While Dr. Newburn had little time for hobbies, he did own farms at Mixon and Mt. Selman through which he maintained his love for the land. He was a member of the Cherokee County Medical Society, the Texas and American medical associations, Shrine and First Baptist Church. Illness hampered his activities during his latter years, and he died on August 3, 1962.
Daughter, Billybob, married Richmond Eugene Dublin, youngest son of W. L. Dublin, on June 19, 1943. They moved to Odessa in 1950. Their children are Richmond E. Dublin, Jr., Vicki Lynn and David Newburn Dublin.
Mrs. Dublin owns and directs a day-school in Odessa with 90 pupils and Mr. Dublin is in sales. Their son, Richie, who married Mary Pavletich of Jacksonville on October 4, 1970, is manager of a handicraft firm in Shreveport. Vicki teaches in Columbia College, Columbia, S.C., and David still is in school.
C. L. Newburn, Jr., graduated Jacksonville High School and was attending Baylor University, when he dropped out to join the Navy during World War II. He received his wings August 18, 1943, at Corpus Christi and on the same day, married Gwendolyn Davis, daughter of Mr. and Mrs. J. R. Davis.
A fighter pilot, he flew off the Carrier Haggett Bay in the Pacific, was shot down in Luzon and was missing for some time before being picked up by a U.S. destroyer. A broken hip which he sustained necessitated nine operations. During the time he was missing, a daughter, Jan, was born on November 22, 1944. A son, C. L., Ill, was born October 10, 1946.

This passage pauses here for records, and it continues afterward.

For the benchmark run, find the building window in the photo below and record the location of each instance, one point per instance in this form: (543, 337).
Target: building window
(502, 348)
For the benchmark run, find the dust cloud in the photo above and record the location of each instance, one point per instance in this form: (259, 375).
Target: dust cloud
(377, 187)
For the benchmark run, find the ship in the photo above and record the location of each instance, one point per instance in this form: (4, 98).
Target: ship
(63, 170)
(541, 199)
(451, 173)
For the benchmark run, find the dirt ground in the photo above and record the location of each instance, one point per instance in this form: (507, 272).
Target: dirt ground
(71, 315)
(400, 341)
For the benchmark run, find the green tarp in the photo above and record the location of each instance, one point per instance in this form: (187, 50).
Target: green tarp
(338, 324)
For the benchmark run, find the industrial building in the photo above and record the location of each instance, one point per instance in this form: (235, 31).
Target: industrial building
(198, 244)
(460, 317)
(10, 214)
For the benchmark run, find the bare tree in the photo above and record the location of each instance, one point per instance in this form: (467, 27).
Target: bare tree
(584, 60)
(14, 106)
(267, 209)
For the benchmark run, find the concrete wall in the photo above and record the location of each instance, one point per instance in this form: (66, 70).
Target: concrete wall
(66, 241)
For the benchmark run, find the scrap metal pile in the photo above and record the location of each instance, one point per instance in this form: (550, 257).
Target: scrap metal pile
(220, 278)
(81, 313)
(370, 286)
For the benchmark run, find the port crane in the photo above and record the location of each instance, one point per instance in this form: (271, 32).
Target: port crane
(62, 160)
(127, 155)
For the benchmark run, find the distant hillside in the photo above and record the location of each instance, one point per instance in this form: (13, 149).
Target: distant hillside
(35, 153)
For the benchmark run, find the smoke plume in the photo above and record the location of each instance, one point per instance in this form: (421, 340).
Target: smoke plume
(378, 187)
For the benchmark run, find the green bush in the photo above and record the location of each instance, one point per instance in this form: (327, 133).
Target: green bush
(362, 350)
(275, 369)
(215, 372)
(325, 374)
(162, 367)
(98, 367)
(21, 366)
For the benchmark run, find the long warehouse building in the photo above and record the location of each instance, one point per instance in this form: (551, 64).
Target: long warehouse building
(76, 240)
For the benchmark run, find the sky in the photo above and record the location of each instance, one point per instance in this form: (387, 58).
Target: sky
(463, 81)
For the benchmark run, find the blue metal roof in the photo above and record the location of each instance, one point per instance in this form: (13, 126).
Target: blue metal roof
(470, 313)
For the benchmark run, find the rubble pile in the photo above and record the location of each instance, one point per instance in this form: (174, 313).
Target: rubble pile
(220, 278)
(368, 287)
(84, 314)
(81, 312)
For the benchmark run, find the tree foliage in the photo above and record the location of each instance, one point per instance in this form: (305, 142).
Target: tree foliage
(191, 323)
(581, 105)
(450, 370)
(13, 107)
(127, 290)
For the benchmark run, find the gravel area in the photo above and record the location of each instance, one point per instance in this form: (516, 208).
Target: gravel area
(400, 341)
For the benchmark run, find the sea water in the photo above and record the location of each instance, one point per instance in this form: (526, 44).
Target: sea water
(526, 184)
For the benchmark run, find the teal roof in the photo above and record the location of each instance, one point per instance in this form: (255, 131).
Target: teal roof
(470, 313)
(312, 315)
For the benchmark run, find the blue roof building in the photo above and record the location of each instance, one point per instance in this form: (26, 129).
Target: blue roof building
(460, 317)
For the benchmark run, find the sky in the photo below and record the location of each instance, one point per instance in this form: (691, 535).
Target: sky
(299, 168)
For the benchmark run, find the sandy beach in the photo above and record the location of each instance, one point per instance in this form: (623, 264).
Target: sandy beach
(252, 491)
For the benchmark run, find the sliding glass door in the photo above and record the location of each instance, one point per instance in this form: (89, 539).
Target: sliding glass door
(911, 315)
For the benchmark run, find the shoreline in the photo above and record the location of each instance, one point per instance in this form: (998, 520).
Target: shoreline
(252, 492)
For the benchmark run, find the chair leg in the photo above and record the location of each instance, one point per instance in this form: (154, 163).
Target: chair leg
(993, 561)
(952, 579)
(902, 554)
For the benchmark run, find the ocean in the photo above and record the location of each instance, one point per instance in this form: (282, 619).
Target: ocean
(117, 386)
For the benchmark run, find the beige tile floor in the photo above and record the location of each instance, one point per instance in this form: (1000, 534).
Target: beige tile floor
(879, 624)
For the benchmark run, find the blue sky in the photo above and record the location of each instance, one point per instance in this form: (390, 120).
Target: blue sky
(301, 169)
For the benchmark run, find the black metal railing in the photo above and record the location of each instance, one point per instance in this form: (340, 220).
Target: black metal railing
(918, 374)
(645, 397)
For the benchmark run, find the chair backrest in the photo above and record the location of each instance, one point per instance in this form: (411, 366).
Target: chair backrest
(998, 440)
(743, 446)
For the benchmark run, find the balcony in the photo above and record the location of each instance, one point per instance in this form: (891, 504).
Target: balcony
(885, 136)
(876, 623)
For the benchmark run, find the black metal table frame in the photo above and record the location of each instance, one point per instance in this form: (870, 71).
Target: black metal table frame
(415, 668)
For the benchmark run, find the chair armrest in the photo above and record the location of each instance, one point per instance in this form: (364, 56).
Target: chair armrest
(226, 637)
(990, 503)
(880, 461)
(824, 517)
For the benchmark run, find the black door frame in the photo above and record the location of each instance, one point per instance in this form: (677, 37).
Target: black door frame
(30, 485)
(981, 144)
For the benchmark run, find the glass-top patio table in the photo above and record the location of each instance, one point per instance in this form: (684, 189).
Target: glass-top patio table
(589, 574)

Following the war, they lived on one of the Newburn farms, but later moved into town and C. L. Newburn became administrator of Newburn Hospital in 1959.
Both C. L., Ill, and Jan attended Jacksonville High and Jacksonville College and Jan graduated from Sam Houston State University. In 1965, Jan married Tony Brazier, son of Mr. and Mrs. J. H. Brazier of Jacksonville and they have a son, Tony Scott, born December 17, 1967. They live in Lafayette, La.
C. L., Ill, (Lum) left Jacksonville College to join the armed forces and he left for Vietnam with the 101st Airborne in November, 1967, where he served with distinction and was a Green Beret. Returning home, he attended The University of Texas at Austin and then returned to join his father in management of Newburn Memorial Hospital.